Motion to Dismiss; Timely Service of Complaint CPLR 3012(b); Extension of Time to Complete Service CPLR 3012(d); Breach of Contract; Negligence
By: Julie Lavoie | Senior Staff Writer
In August 2016, Plaintiff served the entity and agent that sold her late husband a life insurance policy, SelectQuote Insurance Services and Charan J. Singh (hereinafter “Defendants”) with a summons with notice indicating that she would be alleging claims of: (1) breach of contract for the failure to pay life insurance proceeds under her husband’s policy upon his death; and (2) negligence for selling her husband a new policy after his original policy lapsed for non-payment rather than advising him to seek reinstatement of the lapsed policy. On September 27, 2016, Defendants filed a notice of appearance and demanded service of the complaint. Plaintiff did not serve the complaint until December 14, 2016.
Based on Plaintiff’s failure to timely serve a complaint, Defendants moved to dismiss the action pursuant to CPLR 3012(b). Plaintiff cross-moved for an extension of time to complete service pursuant to CPLR 3012(d) claiming that she had: (1) a reasonable excuse for delay, namely the need to conduct further research to ascertain the identity of the correct defendant or defendants and confirm that the appearing entity was the entity that sold the life insurance policy to plaintiff’s husband; and (2) a meritorious claim. In opposition, Defendants contend Plaintiff’s excuse for the delay was a mere pretext for inexplicable failure to meet the deadline. As evidence, Defendants provided their notice of appearance and demand for a complaint, which plainly identified them as the correct entity thus negating plaintiff’s need for research and that the complaint Plaintiff ultimately served was not limited to allegations against the “correct” defendant.

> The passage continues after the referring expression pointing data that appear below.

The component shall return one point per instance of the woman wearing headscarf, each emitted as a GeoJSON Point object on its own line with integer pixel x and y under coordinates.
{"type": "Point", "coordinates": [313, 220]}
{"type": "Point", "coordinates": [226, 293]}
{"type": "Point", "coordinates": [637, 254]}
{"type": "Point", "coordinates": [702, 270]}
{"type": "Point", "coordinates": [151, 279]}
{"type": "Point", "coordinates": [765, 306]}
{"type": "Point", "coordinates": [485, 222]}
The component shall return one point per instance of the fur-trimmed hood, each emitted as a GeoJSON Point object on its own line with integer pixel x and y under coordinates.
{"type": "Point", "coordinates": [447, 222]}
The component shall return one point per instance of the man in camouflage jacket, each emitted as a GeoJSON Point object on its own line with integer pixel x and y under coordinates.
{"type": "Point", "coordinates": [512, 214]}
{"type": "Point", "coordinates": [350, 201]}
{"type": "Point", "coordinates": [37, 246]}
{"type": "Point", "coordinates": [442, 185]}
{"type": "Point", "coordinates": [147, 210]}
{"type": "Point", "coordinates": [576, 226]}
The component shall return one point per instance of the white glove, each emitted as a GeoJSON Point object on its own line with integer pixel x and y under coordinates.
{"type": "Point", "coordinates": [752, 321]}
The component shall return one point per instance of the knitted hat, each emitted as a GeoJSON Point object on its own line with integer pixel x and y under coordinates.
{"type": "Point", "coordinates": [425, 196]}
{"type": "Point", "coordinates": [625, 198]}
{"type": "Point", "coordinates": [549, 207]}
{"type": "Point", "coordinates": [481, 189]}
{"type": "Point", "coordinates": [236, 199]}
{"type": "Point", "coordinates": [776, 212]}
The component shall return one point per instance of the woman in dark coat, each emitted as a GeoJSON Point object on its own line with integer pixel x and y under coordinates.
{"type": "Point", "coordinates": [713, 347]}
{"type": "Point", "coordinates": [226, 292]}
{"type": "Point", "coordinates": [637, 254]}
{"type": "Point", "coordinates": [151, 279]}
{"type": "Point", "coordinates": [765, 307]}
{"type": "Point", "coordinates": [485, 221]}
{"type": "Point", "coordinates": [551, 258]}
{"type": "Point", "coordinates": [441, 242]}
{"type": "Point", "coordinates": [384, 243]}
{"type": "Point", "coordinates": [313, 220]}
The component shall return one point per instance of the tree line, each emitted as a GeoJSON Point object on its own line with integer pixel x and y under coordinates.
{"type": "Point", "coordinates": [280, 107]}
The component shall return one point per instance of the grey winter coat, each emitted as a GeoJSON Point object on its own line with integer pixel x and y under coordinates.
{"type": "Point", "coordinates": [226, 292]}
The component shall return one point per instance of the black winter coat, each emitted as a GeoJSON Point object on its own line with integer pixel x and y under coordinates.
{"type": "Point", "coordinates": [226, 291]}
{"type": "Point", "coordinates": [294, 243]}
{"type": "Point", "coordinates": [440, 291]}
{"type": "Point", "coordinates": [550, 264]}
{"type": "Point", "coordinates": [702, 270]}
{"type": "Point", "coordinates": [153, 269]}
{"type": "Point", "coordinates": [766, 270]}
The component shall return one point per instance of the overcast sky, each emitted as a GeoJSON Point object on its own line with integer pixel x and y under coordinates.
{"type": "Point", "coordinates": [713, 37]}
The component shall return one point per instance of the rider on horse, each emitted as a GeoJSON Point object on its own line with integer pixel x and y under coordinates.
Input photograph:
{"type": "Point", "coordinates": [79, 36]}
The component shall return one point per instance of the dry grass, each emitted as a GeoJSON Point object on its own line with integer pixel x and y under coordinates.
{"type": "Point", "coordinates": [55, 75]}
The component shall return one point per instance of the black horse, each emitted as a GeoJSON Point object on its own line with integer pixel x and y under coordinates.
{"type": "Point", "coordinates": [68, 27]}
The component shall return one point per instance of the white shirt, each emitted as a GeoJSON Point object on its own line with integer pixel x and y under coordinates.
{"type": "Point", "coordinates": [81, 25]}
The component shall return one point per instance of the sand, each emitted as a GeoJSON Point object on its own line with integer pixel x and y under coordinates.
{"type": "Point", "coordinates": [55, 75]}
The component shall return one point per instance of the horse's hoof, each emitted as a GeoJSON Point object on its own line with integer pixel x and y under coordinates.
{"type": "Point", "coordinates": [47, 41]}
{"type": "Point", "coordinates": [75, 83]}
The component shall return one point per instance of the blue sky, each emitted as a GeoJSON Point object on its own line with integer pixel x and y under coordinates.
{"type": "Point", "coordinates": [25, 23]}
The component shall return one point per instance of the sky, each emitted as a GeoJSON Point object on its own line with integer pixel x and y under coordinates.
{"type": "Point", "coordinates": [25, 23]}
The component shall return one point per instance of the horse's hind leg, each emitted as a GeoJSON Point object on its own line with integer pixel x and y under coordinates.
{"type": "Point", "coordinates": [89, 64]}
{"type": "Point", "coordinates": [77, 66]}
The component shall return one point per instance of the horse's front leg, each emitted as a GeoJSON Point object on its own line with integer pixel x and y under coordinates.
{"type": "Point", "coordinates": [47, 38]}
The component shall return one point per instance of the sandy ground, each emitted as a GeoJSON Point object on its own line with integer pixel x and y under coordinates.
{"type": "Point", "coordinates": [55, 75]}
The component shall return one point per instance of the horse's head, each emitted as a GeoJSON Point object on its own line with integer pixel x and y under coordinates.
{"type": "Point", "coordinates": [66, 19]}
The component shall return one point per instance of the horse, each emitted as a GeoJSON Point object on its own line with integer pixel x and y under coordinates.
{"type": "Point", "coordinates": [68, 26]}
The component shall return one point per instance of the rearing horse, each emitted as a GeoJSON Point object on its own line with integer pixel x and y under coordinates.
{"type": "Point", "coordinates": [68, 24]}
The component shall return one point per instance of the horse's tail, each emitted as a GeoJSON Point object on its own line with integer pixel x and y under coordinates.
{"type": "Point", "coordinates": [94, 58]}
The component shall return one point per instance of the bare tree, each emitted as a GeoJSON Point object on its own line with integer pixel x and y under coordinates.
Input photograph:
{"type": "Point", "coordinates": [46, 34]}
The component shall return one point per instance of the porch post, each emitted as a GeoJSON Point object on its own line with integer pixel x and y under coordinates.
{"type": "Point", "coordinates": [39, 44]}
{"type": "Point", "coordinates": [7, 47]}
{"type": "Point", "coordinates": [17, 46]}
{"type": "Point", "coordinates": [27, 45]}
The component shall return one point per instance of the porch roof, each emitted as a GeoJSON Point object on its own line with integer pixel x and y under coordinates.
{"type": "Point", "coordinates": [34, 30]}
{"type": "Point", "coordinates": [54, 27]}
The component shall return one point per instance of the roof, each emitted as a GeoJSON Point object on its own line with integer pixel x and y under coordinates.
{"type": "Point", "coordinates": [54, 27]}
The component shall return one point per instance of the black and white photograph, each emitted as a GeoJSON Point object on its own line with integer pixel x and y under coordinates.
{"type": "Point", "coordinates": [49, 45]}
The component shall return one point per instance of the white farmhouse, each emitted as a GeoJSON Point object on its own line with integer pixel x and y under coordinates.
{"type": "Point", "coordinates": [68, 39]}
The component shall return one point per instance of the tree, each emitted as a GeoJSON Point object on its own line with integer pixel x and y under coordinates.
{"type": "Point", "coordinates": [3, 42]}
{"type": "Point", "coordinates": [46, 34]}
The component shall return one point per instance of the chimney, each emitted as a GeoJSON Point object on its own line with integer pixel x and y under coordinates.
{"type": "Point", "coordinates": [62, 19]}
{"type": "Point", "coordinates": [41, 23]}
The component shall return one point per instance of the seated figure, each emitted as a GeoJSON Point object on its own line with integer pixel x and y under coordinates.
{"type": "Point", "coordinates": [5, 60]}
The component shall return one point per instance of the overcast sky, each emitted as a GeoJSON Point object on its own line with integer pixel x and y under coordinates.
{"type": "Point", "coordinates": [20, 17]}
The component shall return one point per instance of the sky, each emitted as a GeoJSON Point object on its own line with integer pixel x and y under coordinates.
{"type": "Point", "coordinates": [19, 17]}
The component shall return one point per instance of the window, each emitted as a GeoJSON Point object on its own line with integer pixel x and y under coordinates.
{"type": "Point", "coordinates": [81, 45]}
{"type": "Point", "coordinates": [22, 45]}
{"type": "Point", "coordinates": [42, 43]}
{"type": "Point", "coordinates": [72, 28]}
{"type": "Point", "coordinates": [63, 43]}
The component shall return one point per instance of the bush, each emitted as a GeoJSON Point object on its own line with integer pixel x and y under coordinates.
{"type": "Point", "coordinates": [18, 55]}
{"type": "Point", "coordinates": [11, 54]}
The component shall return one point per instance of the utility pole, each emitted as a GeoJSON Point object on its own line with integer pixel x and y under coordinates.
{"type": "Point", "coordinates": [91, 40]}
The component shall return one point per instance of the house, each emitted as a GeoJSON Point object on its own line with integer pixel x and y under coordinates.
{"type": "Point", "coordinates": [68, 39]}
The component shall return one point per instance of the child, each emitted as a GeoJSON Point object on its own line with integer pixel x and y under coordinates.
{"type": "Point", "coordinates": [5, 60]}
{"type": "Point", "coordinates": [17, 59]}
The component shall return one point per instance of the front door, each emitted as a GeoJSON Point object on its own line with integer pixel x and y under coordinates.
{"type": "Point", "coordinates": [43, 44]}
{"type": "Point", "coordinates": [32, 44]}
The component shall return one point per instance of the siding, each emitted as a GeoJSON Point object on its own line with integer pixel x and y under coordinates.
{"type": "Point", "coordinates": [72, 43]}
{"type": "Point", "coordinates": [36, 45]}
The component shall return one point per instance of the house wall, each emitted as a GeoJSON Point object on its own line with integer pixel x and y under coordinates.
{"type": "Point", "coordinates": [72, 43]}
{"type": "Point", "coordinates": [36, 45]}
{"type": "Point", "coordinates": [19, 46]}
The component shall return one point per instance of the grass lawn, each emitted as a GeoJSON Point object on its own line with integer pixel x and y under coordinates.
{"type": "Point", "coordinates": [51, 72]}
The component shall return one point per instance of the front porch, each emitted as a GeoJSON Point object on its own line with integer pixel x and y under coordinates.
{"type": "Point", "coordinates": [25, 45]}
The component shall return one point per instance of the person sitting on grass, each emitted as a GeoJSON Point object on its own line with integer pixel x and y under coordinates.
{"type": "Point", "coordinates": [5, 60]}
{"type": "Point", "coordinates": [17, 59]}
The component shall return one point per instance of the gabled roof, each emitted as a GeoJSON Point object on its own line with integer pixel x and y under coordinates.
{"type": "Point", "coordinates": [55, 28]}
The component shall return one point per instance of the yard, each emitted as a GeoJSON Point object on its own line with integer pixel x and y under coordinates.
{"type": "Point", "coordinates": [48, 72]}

The Court denied Plaintiff’s cross motion and granted defendant’s motion to dismiss the complaint in its entirety. First, the Court agreed with defendants’ argument regarding the unreasonableness of the plaintiff’s excuse for delay finding that “this does not seem to be a case where plaintiff lacked sufficient information at the time when the summons was served to assert the general allegations that eventually were put into her complaint. Second, the Court found that even assuming plaintiff provided a satisfactory excuse for delay, her affidavit of merit fell “well short” of containing facts sufficient to establish a prima facie case of negligence because: (1) it is well-settled that agents and brokers have no common-law duty to advise their clients to obtain additional or different coverage and the complaint does not allege facts demonstrating defendants agreed to assume duties in addition to those fixed at common law; and (2) even if Defendants were under a duty to offer advice regarding the option to pursue reinstatement of the lapsed policy, that duty was owed to plaintiff’s late husband, not plaintiff who brought an action in her own right. Moreover, an insurance broker or agent generally does not owe duties of care to non-customers with whom it is not in privity.